Syntactic Generalization in Natural Language Inference
Neural network models for natural language processing often perform very well on examples that are drawn from the same distribution as the training set. Do they accomplish such success by learning to solve the task as a human might solve it, or do they adopt heuristics that happen to work well on the data set in question, but do not reflect the normative definition of the task (how one “should” solve the task)? This question can be addressed effectively by testing how the system generalizes to examples constructed specifically to diagnose whether the system relies on such fallible heuristics. In my talk, I will discuss ongoing work applying this methodology to the natural language inference (NLI) task.
I will show that a standard neural model — BERT fine-tuned on the MNLI corpus — achieves high accuracy on the MNLI test set, but shows little sensitivity to syntactic structure when tested on our diagnostic data set (HANS); instead, the model relies on word overlap between the premise and the hypothesis, and concludes, for example, that “the doctor visited the lawyer” entails “the lawyer visited the doctor”. While accuracy on the test set is very stable across fine-tuning runs with different weight initializations, generalization behavior varies widely, with accuracy on some classes of examples ranging from 0% to 66%. Finally, augmenting the training set with a moderate number of examples that contradict the word overlap heuristic leads to a dramatic improvement in generalization accuracy. This improvement generalizes to constructions that were not included in the augmentation set.

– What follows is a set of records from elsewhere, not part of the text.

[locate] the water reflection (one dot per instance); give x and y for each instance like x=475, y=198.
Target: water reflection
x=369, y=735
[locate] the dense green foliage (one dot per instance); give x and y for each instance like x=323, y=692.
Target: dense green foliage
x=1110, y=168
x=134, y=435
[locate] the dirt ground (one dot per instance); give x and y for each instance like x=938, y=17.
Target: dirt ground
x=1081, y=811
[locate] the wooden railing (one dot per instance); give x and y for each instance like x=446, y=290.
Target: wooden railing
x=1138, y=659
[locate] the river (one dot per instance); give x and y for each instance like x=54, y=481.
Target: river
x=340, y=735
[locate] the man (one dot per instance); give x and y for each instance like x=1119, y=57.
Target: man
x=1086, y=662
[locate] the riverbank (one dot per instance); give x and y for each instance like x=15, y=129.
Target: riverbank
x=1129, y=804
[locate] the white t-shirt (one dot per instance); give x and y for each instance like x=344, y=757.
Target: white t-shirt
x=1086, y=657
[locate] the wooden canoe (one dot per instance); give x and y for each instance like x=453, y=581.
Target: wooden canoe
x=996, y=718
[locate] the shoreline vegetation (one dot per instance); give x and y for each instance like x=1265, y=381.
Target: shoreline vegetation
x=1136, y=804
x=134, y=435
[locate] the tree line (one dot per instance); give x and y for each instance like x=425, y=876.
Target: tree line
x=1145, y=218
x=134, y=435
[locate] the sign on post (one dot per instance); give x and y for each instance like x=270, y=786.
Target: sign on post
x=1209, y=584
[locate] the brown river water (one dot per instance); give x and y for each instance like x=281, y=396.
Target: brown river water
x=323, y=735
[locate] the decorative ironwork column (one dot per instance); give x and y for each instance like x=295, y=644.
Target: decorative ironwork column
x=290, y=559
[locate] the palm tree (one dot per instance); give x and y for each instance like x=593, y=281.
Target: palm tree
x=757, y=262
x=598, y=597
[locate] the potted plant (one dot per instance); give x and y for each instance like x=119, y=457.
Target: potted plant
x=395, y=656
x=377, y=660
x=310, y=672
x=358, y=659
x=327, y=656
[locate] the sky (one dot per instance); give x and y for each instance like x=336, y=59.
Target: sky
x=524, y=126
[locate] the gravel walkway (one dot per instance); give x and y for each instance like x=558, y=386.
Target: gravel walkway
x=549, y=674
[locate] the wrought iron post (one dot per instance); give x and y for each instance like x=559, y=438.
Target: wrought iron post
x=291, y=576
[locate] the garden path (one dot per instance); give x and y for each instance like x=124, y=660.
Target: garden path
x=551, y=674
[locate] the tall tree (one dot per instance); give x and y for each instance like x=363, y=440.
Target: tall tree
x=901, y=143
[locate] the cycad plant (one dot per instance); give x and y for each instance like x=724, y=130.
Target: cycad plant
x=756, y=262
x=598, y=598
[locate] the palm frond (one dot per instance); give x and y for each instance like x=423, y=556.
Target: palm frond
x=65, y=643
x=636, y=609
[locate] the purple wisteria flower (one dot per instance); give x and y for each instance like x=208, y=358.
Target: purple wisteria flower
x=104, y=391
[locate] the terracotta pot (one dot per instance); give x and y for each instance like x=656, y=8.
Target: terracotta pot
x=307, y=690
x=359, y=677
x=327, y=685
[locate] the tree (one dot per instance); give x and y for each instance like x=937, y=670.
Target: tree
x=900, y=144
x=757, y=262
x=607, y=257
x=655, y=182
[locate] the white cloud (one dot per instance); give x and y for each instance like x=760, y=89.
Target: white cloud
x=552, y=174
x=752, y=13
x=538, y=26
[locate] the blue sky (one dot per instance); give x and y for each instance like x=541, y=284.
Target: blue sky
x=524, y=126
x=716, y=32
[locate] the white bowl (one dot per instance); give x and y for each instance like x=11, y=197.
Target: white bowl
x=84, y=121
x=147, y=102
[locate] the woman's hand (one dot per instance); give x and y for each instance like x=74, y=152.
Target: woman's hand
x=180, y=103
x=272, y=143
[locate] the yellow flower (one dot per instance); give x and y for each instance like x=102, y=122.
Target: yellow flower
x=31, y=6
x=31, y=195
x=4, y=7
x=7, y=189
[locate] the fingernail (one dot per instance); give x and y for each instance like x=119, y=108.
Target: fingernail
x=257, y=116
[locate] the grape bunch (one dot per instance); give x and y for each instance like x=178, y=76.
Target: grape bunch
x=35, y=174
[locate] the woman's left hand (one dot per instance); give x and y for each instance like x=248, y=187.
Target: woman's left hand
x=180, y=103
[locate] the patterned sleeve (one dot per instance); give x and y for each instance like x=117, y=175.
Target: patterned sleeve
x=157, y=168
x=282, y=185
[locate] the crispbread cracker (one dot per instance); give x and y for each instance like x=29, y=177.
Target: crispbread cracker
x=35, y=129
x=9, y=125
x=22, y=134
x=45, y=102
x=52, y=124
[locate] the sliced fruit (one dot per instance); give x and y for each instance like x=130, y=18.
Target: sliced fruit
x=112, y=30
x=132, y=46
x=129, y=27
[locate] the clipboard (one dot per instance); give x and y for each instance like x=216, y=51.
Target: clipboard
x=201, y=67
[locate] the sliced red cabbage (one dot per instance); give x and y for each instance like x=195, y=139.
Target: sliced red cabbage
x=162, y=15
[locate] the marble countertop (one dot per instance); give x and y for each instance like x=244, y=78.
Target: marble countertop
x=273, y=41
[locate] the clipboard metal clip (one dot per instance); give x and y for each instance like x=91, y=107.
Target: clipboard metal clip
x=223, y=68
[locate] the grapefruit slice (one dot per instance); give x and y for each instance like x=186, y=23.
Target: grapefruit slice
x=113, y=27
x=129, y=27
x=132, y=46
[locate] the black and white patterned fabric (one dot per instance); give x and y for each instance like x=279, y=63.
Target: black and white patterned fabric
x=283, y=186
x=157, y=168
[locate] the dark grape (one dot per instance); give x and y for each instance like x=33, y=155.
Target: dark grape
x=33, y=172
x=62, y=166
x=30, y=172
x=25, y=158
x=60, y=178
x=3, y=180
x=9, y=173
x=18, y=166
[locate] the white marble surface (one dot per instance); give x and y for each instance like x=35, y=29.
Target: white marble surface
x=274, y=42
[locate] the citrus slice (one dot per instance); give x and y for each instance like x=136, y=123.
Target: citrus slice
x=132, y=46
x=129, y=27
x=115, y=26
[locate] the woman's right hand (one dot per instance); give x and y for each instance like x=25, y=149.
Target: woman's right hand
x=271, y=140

Overall, our results suggest that the syntactic deficiencies of the fine-tuned model do not arise primarily from poor abstract syntactic representations in the underlying BERT model; rather, because of its weak inductive bias, BERT requires a strong fine-tuning signal to favor those syntactic representations over simpler heuristics.
Tal Linzen is an assistant professor of cognitive science (with a joint appointment in Computer Science) at Johns Hopkins University, and affiliated faculty at the JHU Center for Language and Speech Processing. Before moving to Johns Hopkins, he was a postdoctoral researcher at the École Normale Supérieure in Paris, and before that he obtained his PhD from the Department of Linguistics at New York University. At Johns Hopkins, Tal directs the Computation and Psycholinguistics Lab, which develops computational models of human language comprehension and acquisition, as well as psycholinguistically-informed methods for interpreting, evaluating and extending neural network models for natural language processing. The lab’s work has appeared in venues such as ACL, CoNLL, EMNLP, ICLR, NAACL and TACL, as well as in journals such as Cognitive Science and Journal of Neuroscience. Tal co-organized the first two editions of the BlackboxNLP Workshop on Analyzing and Interpreting Neural Networks for NLP (EMNLP 2018, ACL 2019) and is a co-chair of CoNLL 2020.